Pyrenees1-BasaAhaide from Obatala on Vimeo.

La cultura se sitúa precisamente ahí, en ese lugar donde el pasado se encuentra y alimenta el futuro, donde la autonomía y la emancipación de cada individuo son las condiciones del éxito de la colectividad, donde cada individuo es un actor y ya no un espectador. En esta ecología del arte que constituye en definitiva la cultura -y pensamos en Jennfer Bonn, autora de una reciente tesis doctoral sobre "la voz como creadora de vínculos en un entorno de montaña", y en estas palabras extraídas de una entrevista publicada en 2019: "¿Cómo pueden las prácticas antiguas ser una inspiración para las innovaciones futuras, cómo podemos inspirarnos en ellas para vivir mejor hoy?". Con la voluntad de restaurar estos lugares para convertirlos en lugares vivos y no restaurar un edificio para que se convierta en una especie de museo. (....) Podemos encontrar una especie de flexibilidad en la interpretación de un conocimiento y un pasado y crear un futuro, para transformar una forma de verdad en una herramienta poderosa.

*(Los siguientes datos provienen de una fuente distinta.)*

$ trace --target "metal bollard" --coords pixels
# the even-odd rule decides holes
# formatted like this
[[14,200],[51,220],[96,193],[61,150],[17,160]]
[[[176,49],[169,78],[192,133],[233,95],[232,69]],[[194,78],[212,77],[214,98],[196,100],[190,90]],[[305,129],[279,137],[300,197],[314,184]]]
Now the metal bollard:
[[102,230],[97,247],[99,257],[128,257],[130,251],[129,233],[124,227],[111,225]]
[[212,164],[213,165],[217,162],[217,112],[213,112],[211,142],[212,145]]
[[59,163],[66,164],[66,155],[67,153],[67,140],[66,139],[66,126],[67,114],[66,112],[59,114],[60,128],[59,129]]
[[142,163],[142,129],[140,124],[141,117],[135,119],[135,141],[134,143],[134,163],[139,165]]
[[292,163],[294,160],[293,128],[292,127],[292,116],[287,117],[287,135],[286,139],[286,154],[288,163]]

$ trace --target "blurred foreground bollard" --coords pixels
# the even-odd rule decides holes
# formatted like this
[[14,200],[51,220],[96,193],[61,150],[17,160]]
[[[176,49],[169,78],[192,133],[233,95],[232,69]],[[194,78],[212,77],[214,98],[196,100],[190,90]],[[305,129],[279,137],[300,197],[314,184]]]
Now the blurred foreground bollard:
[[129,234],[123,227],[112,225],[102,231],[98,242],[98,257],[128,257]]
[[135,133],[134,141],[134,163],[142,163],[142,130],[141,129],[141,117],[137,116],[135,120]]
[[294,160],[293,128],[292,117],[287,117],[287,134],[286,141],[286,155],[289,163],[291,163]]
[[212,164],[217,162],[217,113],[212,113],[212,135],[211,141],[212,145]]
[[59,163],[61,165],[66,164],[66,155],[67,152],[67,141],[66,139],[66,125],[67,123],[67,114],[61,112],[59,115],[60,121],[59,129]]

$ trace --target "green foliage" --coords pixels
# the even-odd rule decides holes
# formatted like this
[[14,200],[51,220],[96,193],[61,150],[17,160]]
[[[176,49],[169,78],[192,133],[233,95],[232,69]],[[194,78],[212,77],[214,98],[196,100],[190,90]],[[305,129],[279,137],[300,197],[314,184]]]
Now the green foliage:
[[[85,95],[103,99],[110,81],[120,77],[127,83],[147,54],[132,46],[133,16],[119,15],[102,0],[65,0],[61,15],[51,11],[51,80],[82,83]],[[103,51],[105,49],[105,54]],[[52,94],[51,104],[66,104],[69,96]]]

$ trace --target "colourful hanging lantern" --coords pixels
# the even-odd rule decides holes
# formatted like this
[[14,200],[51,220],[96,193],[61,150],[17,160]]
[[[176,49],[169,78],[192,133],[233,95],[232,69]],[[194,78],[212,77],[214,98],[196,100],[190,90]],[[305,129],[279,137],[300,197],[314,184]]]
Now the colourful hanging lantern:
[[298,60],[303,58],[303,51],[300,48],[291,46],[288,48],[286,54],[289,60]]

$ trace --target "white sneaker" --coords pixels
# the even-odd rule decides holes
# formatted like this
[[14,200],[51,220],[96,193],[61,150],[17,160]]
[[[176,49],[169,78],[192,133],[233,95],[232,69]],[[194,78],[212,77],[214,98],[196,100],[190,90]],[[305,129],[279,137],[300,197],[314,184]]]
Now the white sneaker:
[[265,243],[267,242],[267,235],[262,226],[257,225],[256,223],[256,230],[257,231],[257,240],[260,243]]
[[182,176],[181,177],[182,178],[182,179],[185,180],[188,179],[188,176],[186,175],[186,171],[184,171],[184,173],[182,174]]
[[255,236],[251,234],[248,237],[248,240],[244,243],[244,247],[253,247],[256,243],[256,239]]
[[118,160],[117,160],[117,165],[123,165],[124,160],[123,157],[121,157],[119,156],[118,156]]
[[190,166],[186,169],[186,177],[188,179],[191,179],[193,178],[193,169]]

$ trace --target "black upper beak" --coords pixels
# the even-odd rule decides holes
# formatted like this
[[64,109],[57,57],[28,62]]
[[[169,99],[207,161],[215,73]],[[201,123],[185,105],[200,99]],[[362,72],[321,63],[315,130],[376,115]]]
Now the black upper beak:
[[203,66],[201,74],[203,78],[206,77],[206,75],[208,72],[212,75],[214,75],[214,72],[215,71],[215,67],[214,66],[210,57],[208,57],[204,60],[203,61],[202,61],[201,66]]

Hacer que la verdad sea menos fija, más flexible y poder modularla para que sirva a la comunidad. (...) Intentamos que todo esté al mismo nivel, no separar una parte artística de una parte técnica de construcción, por ejemplo. (...) Nosotros mismos no hacemos ninguna differencia entre hacer un proyecto de arte o un proyecto de granero, ir a recoger plantas, cantar o bajar un río, se hace con la misma intención y un poco con la misma metodología."

David Sanson

1. Véase Ludovic Tournès, Musique. Del fonógrafo al mp3. Une histoire de la musique enregistrée, XIXe-XXIe siècle, París, Autrement, coll. "Mémoires/Culture", 2008.
2. Véase Larry Portis, "Musique populaire dans le monde capitaliste: vers une sociologie de l'authenticité ", artículo publicado en la revista L'Homme et la société n° 126, "Musique et société", 1997.